Jeannine Przibilla-Welz: Ich kann meinen Unterricht gestalten, wie ich das möchte. Ich kann eigene Unterrichtskonzepte entwickeln und entscheiden, welche Autos und Motorräder ich auswähle oder für welche Unterrichtsmaterialien ich mich entscheide. Nachteile sehe ich nicht. Herausfordernd sind die Büroarbeit und die Verantwortung für meine Mitarbeiter. Die sollen sich wohlfühlen, genug Fahrschüler und beste Vorrausetzungen für ihren Unterricht haben.

Sie sind auch Ausbildungsfahrlehrerin? Was war hierfür ihre größte Motivation?

Jeannine Przibilla-Welz: Ich hatte eine sehr gute Ausbildung und wollte das anderen Fahrlehrern irgendwann selbst mitgeben. Und ich wollte Fahrlehrerinnen und Fahrlehrer so ausbilden, dass sie gut in unser Team passen. Mit der nötigen Frische und dem nötigen Elan. Das ist mir sehr wichtig.

Der pädagogische Anteil in der Fahrlehrerausbildung ist durch die Reform 2018 weiter gestiegen. Ist der Beruf dadurch für Frauen insgesamt attraktiver geworden?

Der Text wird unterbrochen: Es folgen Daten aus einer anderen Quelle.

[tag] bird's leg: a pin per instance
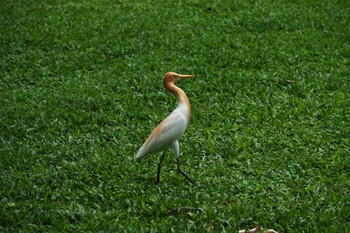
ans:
(160, 165)
(184, 173)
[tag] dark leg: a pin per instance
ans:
(184, 173)
(160, 166)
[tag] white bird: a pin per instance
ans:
(168, 132)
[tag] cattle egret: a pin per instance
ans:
(168, 132)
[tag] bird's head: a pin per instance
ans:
(172, 77)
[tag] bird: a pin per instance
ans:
(167, 134)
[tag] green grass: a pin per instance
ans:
(81, 89)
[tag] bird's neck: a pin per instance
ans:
(184, 103)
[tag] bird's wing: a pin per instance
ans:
(168, 131)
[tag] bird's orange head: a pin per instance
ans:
(172, 77)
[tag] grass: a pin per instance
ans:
(81, 89)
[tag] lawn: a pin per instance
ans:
(81, 89)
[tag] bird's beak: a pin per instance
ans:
(183, 76)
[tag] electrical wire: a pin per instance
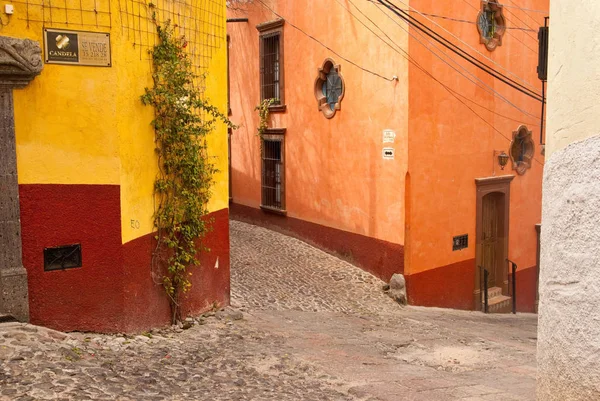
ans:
(508, 33)
(325, 46)
(465, 43)
(524, 23)
(518, 28)
(524, 11)
(451, 91)
(414, 62)
(483, 85)
(457, 50)
(422, 69)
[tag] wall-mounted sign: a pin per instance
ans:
(389, 136)
(76, 47)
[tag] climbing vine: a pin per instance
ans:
(183, 119)
(263, 117)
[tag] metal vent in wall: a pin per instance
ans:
(460, 242)
(62, 257)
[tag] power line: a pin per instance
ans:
(325, 46)
(459, 51)
(524, 11)
(445, 17)
(485, 86)
(454, 94)
(411, 60)
(466, 44)
(508, 33)
(451, 91)
(524, 23)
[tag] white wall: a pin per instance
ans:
(569, 310)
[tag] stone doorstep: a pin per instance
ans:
(500, 304)
(494, 292)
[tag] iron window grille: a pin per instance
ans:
(273, 172)
(271, 63)
(460, 242)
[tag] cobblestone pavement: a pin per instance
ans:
(304, 326)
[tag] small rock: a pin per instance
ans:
(397, 290)
(57, 335)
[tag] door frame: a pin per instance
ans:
(486, 186)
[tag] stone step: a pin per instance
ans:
(500, 304)
(494, 292)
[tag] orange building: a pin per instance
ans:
(385, 137)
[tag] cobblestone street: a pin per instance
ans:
(303, 325)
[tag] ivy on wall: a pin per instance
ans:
(183, 120)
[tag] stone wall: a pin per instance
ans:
(569, 309)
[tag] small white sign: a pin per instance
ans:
(389, 136)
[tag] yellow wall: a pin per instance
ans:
(86, 125)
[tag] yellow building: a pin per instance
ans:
(86, 160)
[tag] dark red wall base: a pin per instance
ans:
(378, 257)
(452, 286)
(114, 290)
(449, 286)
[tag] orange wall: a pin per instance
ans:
(335, 174)
(450, 146)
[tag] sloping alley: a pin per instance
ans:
(303, 325)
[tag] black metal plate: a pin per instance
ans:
(62, 257)
(460, 242)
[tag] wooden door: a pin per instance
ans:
(492, 237)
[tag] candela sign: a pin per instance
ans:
(77, 48)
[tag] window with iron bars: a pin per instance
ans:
(270, 67)
(273, 173)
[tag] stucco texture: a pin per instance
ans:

Andrea Tacht: Nein. Aus meiner Sicht hat sich dadurch nichts geändert. Wenn hier jemand mit der Ausbildung anfängt, weiß sie oder er nicht, was in der neuen Reform so alles drinsteht.

Worauf freuen Sie sich besonders in Ihrem neuen Job als Fahrlehrerin?

Elif Küpeli: Ich freue mich auf meine Vorbildfunktion. Nicht nur, was das Autofahren angeht, sondern auch aus pädagogischer Sicht. Ich möchte jungen Menschen für Ihre Zukunft etwas Gutes mit auf den Weg geben. Irgendwann möchte ich mich selbstständig machen. Dann vielleicht mit einer reinen Frauen-Fahrschule, wo volle „Woman Power“ angesagt ist.

Was würden Sie mit Ihrer Erfahrung angehenden Fahrlehrerinnen mit auf den Weg geben?

Jeannine Przibilla-Welz: Man sollte von Anfang an Wert auf eine gute Ausbildung legen und sich eine gute Ausbildungsfahrschule suchen. Wenn man merkt, dass es nicht gut läuft, sollte man unbedingt wechseln. Ein permanenter Austausch mit der Ausbildungsstätte ist sehr wichtig. Das Ziel sollte sein, nach der Ausbildung dort auch zunächst zu bleiben. Interessenten sollten anfangs, wie ich es gemacht habe, einmal mitfahren. Dann findet man sehr schnell heraus, ob der Job etwas für einen ist oder nicht.

Andrea Tacht: Es gibt nichts, was ich speziell einer Frau sagen würde. Das Schöne ist die Flexibilität in diesem Job. Die Gefahr ist jedoch, dass man dazu neigt, sich durch diese Flexibilität selbst auszubeuten. Davor möchte ich angehende Fahrlehrerinnen und Fahrlehrer warnen. Da man so viel Geld verdient, wie man Fahrstunden gibt, neigt man gern dazu, zu viel zu arbeiten. Und das ist nie gesund. Wenn man mehr machen möchte, sollte man sich aus- und weiterbilden. Zum Beispiel, wie ich, auf die Motorradklasse.